David had a dream of building the Temple. God said “yes” to the dream, but “no” to it happening in David’s lifetime. Still, David gave much of his time and money to the cause, even drawing up blueprints for it. Yet, the dream never happened in his lifetime.

Despite their deferred dreams, both men continued to live faithfully to God. And God blessed them for it. Their lives were powerful and influential.

I have had a firm grip on the dream of biological children. I’ve gripped it so hard my knuckles are white. I cry when I think that God wants me to release that dream to Him, because I want to keep clinging to it. Yet, I can tell you that it has been emotionally and physically exhausting to keep gripping and fighting it. I would love to be rid of the burden of it. It consumes my thoughts.

I know the Lord is asking me to let go of this grip I have and to trust that He knows my dreams because He placed those dreams in me. And I am aware that this dream dances on the line of becoming an idol in my life. Many days, I bow before the throne of Parenting, placing all my hope in it when I know that any god other than Jesus falls short.

“(I am) trusting in something that can give (me) no help at all. Yet (I) cannot bring (myself) to ask, ‘Is this thing, this idol that I’m (gripping so tightly) in my hand, a lie?”  (Isaiah 44:20)

God made parents. God made children. He smiles when He sees loving families. But families, and money, and marriage, and status, and fancy things were never supposed to be made into the Ultimate. Only God can be that. Only God can give us the peace we so desperately search for in those other things. Including biological children.

So what do I do? All I can do is remember this: God knows my dream, and He LOVES me. He loves to care for and give good gifts to His children, just as Josh and I would have done anything for our Tage.

This is how God thinks of me and of you. Imagine the best father you know saying this to their child:

“But now, O Israel, the Lord who created you says: “Do not be afraid, for I have ransomed you. I have called you by name; you are mine. “ (Isaiah 43:1)

“I have created you and have cared for you since before you were born. I will be your God throughout your lifetime – until your hair is white with age. I made you, and I will care for you. I will carry you along and save you.” (Isaiah 46:3-4)

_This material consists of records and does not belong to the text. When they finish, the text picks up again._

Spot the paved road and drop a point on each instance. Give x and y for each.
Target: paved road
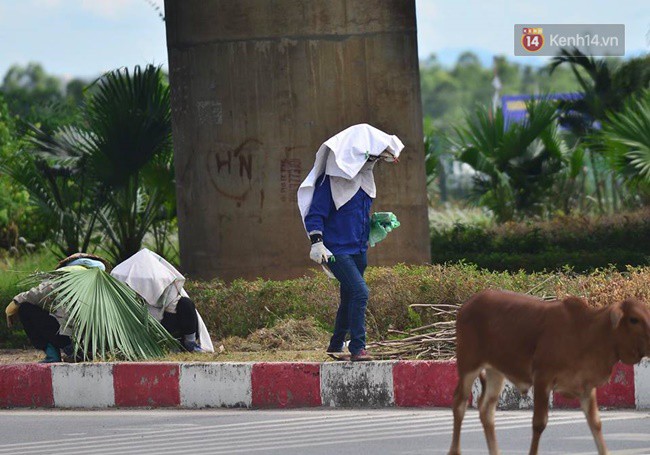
(304, 432)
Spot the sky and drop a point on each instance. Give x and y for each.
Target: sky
(83, 38)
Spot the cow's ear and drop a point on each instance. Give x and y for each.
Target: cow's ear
(616, 314)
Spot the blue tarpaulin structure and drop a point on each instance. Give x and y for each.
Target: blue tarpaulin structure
(514, 106)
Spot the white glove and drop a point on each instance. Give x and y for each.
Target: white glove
(319, 253)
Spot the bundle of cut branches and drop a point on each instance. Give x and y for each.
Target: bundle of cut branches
(431, 341)
(435, 341)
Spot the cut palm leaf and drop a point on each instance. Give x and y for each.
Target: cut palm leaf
(107, 318)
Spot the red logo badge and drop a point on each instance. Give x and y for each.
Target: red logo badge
(532, 39)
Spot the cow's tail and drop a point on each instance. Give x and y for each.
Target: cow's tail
(482, 379)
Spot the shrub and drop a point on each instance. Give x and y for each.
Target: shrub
(580, 243)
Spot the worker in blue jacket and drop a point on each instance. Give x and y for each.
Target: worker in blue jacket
(335, 201)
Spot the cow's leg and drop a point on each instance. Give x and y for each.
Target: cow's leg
(590, 408)
(487, 405)
(461, 395)
(540, 414)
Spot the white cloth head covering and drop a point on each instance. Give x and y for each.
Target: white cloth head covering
(159, 284)
(344, 158)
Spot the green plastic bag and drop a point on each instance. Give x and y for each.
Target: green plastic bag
(381, 223)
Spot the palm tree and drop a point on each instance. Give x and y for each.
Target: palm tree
(605, 85)
(107, 318)
(515, 165)
(109, 161)
(627, 135)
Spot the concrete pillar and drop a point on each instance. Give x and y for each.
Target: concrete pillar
(257, 86)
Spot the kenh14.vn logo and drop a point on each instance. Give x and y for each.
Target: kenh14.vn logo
(532, 39)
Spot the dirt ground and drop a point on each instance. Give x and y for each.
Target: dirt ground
(289, 340)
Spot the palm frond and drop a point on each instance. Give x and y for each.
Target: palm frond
(107, 318)
(628, 134)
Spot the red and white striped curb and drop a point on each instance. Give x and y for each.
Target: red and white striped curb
(273, 385)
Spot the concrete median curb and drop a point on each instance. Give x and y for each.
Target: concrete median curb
(274, 385)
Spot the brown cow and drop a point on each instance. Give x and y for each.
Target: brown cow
(561, 345)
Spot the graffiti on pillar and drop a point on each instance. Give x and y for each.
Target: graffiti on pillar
(231, 169)
(290, 170)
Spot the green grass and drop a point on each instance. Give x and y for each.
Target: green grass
(12, 272)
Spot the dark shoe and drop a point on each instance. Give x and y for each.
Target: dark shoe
(52, 354)
(361, 356)
(339, 355)
(191, 346)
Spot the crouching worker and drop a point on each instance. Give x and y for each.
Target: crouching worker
(161, 287)
(42, 324)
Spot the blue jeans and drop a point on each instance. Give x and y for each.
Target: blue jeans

“For the Lord has comforted His people and will have compassion on them in their sorrow. Yet Jerusalem says, ‘The Lord has deserted us; the Lord has forgotten us.’ But the Lord says, ‘Never! Can a mother forget her nursing child? Can she feel no love for the child she has borne? But even if that were possible, I would not forget you! See, I have written your name on my hand!…Those who wait for me will never be put to shame.” (Isaiah 49:13-16, 23)

“I thought to myself, I would love to treat you as my own children! I wanted nothing more than to give you this beautiful land—the finest inheritance in all the world. I looked forward to your calling me, ‘Father,’ and I thought you would never turn away from me again…My wayward children, come back to me, and I will heal your hearts.” (Jeremiah 3:19, 22)

What a tender God He is!

It is because of this tender, fatherly love, that I continue to trust Him. It is because of this love that I can say as David said:

“Though you have made me see troubles, many and bitter; You will restore my life again; from the depths of the earth You will again bring me up. You will increase my honor and comfort me once more.”  (Psalm 71:20-21)

I don’t know how many years it will take for me to see His plan in all of this, or if I will even get to see His plan this side of Heaven. And it’s hard. It’s hard to wait, wondering if I will ever feel joy again, wondering if this hole in my heart to be a mother will ever be filled. But how can I not trust a God who loves me the way He does?

So, I wake up every day and I make a choice: Am I going to keep white-knuckling this dream the way I think it should play out, or am I going to release my grip so that my loving God can do what He wants with my dream? Yes, He could take from my open hand, but He could also put things there I’d never even dreamed of.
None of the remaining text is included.